Documentos internos revelam manobra institucional para beneficiar entidades

De acordo com o relatório da Polícia Federal, o INSS, por meio do Ofício n.º 430/2024-DIRBEN-INSS, articulou com a Dataprev uma “solução transitória” que permitiu a continuidade dos descontos em folha — mesmo sem autorização expressa dos beneficiários. A medida teria sido tomada após pressão de entidades associativas e sindicatos.

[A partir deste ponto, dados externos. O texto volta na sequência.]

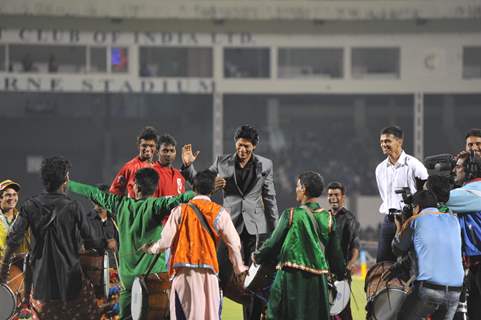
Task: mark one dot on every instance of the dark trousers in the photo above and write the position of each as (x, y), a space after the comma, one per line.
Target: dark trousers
(422, 301)
(474, 291)
(253, 308)
(386, 235)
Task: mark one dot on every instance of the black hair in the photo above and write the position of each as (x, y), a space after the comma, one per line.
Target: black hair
(54, 172)
(473, 132)
(167, 139)
(148, 133)
(204, 182)
(471, 163)
(336, 185)
(312, 182)
(147, 180)
(247, 132)
(394, 130)
(425, 199)
(440, 186)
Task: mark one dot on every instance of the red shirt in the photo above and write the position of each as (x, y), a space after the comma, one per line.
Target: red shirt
(171, 181)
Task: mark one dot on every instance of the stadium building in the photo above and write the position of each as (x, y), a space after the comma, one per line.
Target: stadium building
(318, 78)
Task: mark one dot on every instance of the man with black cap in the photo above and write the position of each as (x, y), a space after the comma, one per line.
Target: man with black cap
(9, 190)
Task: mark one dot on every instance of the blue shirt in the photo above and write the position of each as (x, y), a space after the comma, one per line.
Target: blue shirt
(435, 239)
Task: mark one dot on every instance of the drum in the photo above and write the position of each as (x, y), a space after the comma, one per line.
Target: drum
(150, 297)
(96, 268)
(260, 279)
(385, 292)
(339, 296)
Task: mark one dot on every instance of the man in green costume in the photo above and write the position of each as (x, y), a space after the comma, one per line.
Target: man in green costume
(300, 289)
(139, 221)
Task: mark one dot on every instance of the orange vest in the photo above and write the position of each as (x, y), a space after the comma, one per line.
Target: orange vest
(193, 246)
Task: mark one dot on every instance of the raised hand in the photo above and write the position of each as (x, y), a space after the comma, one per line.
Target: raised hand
(188, 157)
(220, 183)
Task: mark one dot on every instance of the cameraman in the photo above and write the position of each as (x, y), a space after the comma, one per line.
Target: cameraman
(431, 236)
(466, 202)
(398, 171)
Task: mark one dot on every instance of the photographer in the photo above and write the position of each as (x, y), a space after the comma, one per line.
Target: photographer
(466, 202)
(398, 171)
(432, 236)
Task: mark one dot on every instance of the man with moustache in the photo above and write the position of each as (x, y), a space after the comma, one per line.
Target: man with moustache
(249, 196)
(399, 170)
(171, 181)
(123, 183)
(347, 228)
(473, 140)
(466, 203)
(9, 191)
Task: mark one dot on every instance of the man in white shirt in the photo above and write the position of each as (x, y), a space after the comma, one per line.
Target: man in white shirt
(399, 170)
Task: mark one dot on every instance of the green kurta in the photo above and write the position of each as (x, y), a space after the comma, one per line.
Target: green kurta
(139, 222)
(299, 290)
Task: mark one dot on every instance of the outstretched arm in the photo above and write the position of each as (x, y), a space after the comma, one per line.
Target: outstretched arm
(168, 233)
(106, 200)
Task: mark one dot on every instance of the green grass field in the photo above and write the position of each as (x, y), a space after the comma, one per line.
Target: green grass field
(233, 311)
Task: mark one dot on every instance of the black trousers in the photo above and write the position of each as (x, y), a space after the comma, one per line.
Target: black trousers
(386, 235)
(253, 309)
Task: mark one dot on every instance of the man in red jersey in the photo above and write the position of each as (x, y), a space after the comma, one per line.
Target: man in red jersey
(124, 181)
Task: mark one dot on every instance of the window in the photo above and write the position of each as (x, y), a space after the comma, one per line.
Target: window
(175, 62)
(47, 59)
(247, 63)
(310, 63)
(375, 63)
(98, 59)
(119, 60)
(471, 62)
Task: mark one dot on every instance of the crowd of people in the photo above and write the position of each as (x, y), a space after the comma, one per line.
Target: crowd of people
(162, 233)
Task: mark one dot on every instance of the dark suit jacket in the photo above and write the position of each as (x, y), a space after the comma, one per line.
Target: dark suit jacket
(257, 208)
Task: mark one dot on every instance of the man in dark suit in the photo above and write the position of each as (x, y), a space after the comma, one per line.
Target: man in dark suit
(249, 196)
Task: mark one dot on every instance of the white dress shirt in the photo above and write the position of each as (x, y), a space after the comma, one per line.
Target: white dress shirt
(391, 177)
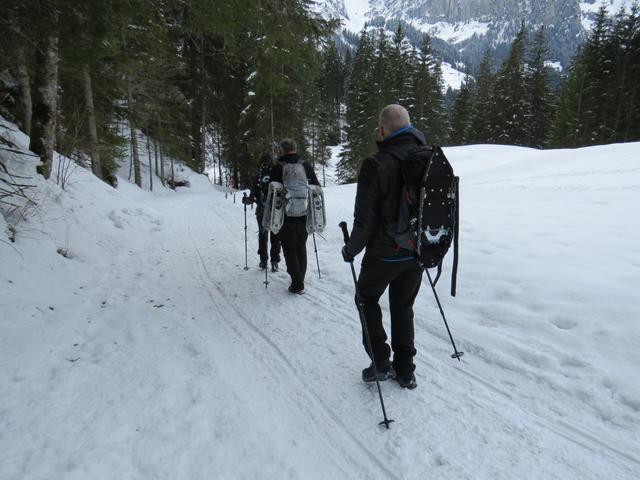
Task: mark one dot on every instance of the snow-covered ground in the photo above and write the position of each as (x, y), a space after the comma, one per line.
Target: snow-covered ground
(149, 353)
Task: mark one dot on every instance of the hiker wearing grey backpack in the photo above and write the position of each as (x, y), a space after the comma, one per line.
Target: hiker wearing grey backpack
(295, 175)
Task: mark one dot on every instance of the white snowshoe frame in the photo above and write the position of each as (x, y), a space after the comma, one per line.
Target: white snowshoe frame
(273, 217)
(316, 213)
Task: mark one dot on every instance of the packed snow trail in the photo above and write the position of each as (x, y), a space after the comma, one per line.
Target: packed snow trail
(151, 353)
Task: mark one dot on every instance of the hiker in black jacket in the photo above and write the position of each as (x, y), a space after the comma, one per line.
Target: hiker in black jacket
(384, 264)
(259, 195)
(293, 234)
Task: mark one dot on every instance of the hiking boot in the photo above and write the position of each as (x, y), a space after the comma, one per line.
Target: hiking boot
(385, 372)
(298, 291)
(407, 380)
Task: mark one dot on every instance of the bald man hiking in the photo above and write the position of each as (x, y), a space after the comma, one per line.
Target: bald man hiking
(384, 264)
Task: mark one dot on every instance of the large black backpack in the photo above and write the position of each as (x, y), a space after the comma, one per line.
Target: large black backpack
(429, 209)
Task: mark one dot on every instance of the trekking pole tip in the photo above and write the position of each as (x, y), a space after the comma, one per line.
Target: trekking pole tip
(386, 422)
(457, 355)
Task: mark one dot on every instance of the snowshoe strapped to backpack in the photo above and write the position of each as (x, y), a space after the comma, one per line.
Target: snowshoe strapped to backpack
(429, 209)
(263, 181)
(273, 217)
(316, 216)
(296, 187)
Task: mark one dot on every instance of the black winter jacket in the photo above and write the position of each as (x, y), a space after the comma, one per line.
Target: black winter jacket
(378, 197)
(276, 176)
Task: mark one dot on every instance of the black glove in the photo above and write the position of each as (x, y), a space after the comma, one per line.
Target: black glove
(346, 254)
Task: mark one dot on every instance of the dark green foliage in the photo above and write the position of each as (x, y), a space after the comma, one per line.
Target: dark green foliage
(482, 117)
(244, 73)
(461, 114)
(390, 71)
(599, 103)
(511, 108)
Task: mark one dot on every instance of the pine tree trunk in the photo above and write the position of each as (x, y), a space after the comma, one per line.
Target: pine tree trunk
(43, 123)
(162, 177)
(24, 96)
(134, 138)
(150, 163)
(96, 166)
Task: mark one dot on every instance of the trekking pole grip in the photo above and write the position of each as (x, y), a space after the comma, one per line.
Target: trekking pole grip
(345, 231)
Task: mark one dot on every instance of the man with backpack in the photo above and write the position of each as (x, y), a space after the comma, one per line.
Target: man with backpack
(295, 175)
(384, 264)
(259, 195)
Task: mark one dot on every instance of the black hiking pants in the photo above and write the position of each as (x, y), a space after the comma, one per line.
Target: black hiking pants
(263, 243)
(293, 236)
(403, 279)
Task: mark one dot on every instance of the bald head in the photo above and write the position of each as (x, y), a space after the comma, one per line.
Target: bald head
(392, 118)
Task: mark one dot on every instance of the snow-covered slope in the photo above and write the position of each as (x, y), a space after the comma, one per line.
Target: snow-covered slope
(471, 27)
(149, 353)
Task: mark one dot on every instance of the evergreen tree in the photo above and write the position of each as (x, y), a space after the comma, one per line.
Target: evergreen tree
(428, 112)
(510, 94)
(539, 95)
(461, 114)
(482, 122)
(361, 110)
(598, 103)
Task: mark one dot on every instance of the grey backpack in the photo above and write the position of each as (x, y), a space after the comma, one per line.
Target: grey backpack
(296, 189)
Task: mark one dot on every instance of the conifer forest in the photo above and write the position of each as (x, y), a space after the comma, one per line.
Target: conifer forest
(215, 84)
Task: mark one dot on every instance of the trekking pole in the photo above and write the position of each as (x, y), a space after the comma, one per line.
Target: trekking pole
(365, 330)
(246, 259)
(266, 270)
(315, 247)
(456, 353)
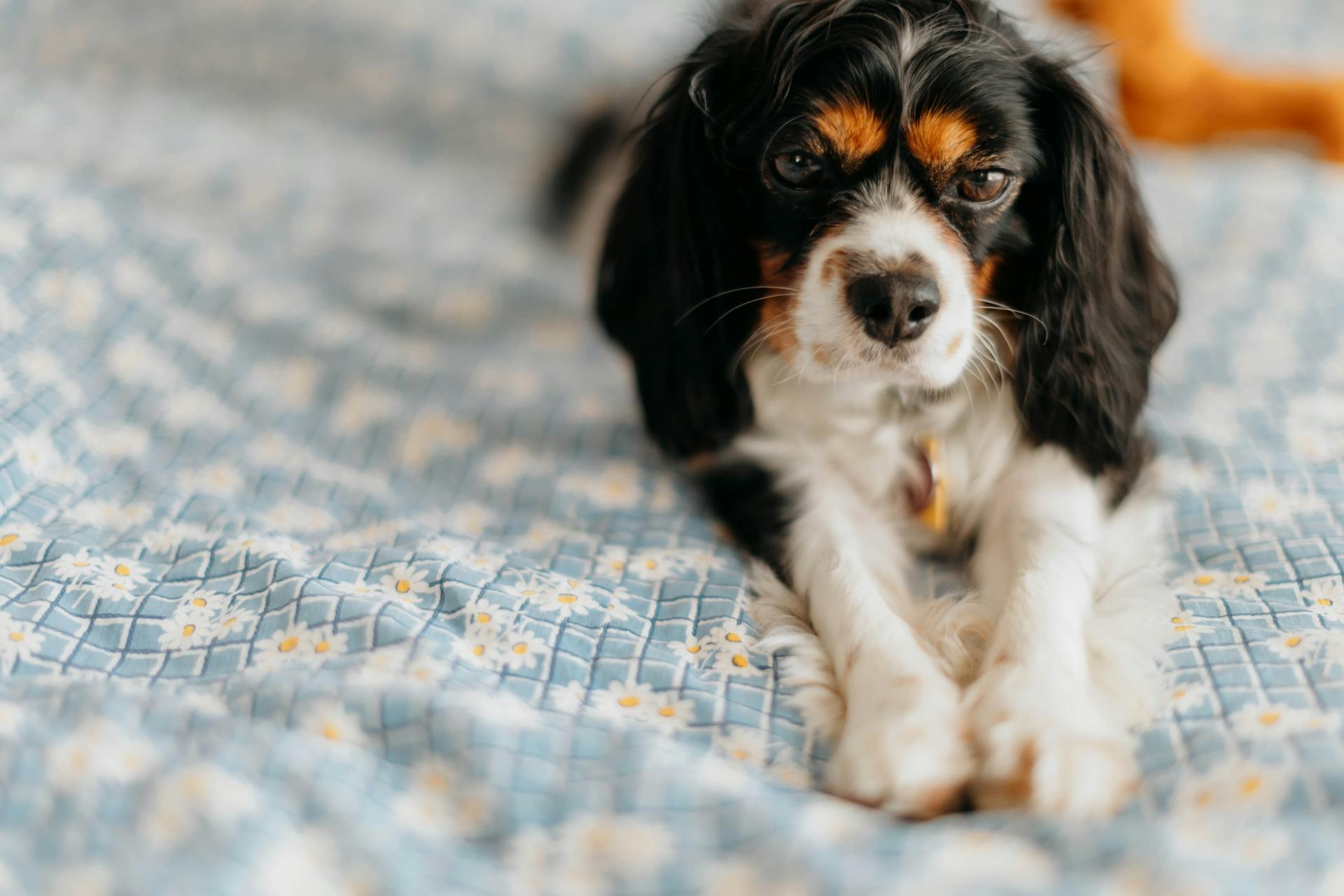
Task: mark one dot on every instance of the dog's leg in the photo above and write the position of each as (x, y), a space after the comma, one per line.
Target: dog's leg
(902, 746)
(1046, 738)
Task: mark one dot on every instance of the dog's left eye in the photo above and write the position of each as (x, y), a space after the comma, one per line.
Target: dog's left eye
(983, 186)
(797, 169)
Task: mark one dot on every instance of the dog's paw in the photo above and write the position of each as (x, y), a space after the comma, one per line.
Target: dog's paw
(1046, 752)
(911, 761)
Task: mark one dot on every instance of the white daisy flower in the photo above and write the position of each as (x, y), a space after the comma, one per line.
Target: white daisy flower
(523, 650)
(480, 612)
(613, 488)
(564, 596)
(1269, 503)
(1234, 785)
(625, 701)
(203, 601)
(15, 538)
(118, 580)
(1294, 645)
(335, 724)
(74, 567)
(324, 644)
(1183, 697)
(186, 630)
(1326, 597)
(197, 797)
(284, 647)
(19, 640)
(690, 650)
(483, 645)
(743, 745)
(1189, 625)
(733, 636)
(234, 620)
(670, 713)
(1275, 722)
(406, 583)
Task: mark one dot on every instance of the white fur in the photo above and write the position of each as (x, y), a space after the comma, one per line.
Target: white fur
(1056, 648)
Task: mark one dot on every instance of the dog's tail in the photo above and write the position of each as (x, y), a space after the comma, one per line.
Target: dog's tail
(592, 149)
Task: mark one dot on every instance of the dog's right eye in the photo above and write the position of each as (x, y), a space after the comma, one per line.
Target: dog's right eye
(799, 169)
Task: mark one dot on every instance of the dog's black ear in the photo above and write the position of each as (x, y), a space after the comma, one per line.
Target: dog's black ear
(1102, 292)
(675, 246)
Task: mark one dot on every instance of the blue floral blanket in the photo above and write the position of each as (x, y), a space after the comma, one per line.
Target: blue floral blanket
(332, 559)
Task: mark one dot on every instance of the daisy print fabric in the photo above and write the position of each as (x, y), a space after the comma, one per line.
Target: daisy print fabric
(334, 561)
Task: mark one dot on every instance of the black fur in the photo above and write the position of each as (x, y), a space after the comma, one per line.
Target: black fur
(682, 260)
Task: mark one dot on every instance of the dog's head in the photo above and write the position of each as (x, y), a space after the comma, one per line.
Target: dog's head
(883, 190)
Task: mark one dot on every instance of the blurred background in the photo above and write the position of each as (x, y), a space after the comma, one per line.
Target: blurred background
(332, 558)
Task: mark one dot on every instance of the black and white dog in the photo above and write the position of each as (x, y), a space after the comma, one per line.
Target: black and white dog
(889, 288)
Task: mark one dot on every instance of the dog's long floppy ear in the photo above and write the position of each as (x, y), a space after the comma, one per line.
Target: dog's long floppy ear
(676, 245)
(1098, 284)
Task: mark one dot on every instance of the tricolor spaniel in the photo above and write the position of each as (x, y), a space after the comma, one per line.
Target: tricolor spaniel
(889, 288)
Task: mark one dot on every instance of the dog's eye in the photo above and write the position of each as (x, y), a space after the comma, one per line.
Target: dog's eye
(797, 169)
(983, 186)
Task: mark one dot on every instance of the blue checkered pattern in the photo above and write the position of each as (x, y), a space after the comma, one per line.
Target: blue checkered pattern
(332, 558)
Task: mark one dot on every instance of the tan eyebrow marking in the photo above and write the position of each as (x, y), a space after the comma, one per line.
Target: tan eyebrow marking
(939, 139)
(853, 130)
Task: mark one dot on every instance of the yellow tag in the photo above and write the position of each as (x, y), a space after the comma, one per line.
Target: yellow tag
(934, 516)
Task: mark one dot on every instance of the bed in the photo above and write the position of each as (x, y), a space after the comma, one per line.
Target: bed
(332, 559)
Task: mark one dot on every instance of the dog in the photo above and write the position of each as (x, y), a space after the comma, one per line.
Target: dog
(889, 289)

O parecer da PF é categórico: “O único interesse em voga e observado pela direção do INSS foi o das entidades associativas”. Para os investigadores, isso comprova que a gestão ignorou deliberadamente alertas técnicos e jurídicos, além de reportagens jornalísticas que expuseram os casos de descontos ilegais.


CGU alertou o INSS seis vezes — e foi ignorada

Órgão de controle solicitou providências formais contra irregularidades

A CGU, responsável pelo controle interno da administração federal, emitiu pelo menos seis ofícios entre maio e julho de 2024 solicitando ações para coibir os descontos. No entanto, nenhum desses documentos recebeu resposta oficial da direção do INSS.

No ofício nº 14777/2024/GPDPB 3/DPB/SFC/CGU, datado de 19 de setembro de 2024, a Controladoria solicitava medidas concretas contra entidades que vinham realizando descontos sem repassar as informações obrigatórias ou sem comprovar autorização dos beneficiários. Ainda assim, a prática foi mantida com a anuência da alta cúpula da autarquia.


TCU e auditorias internas também foram ignorados

Tribunal de Contas da União havia exigido suspensão imediata dos descontos

Não apenas a CGU, mas também o Tribunal de Contas da União (TCU) exigiu em acórdão que os descontos fossem suspensos até que uma solução biométrica fosse adotada — medida que traria mais segurança ao processo. Ainda assim, a direção do INSS optou por seguir com uma proposta provisória baseada apenas na promessa das entidades de que estariam “em conformidade” com normas técnicas.

“Em direta violação à previsão normativa e à realidade dos fatos, a direção do INSS concretiza medida alternativa, precária e transitória”, afirma o relatório da Polícia Federal.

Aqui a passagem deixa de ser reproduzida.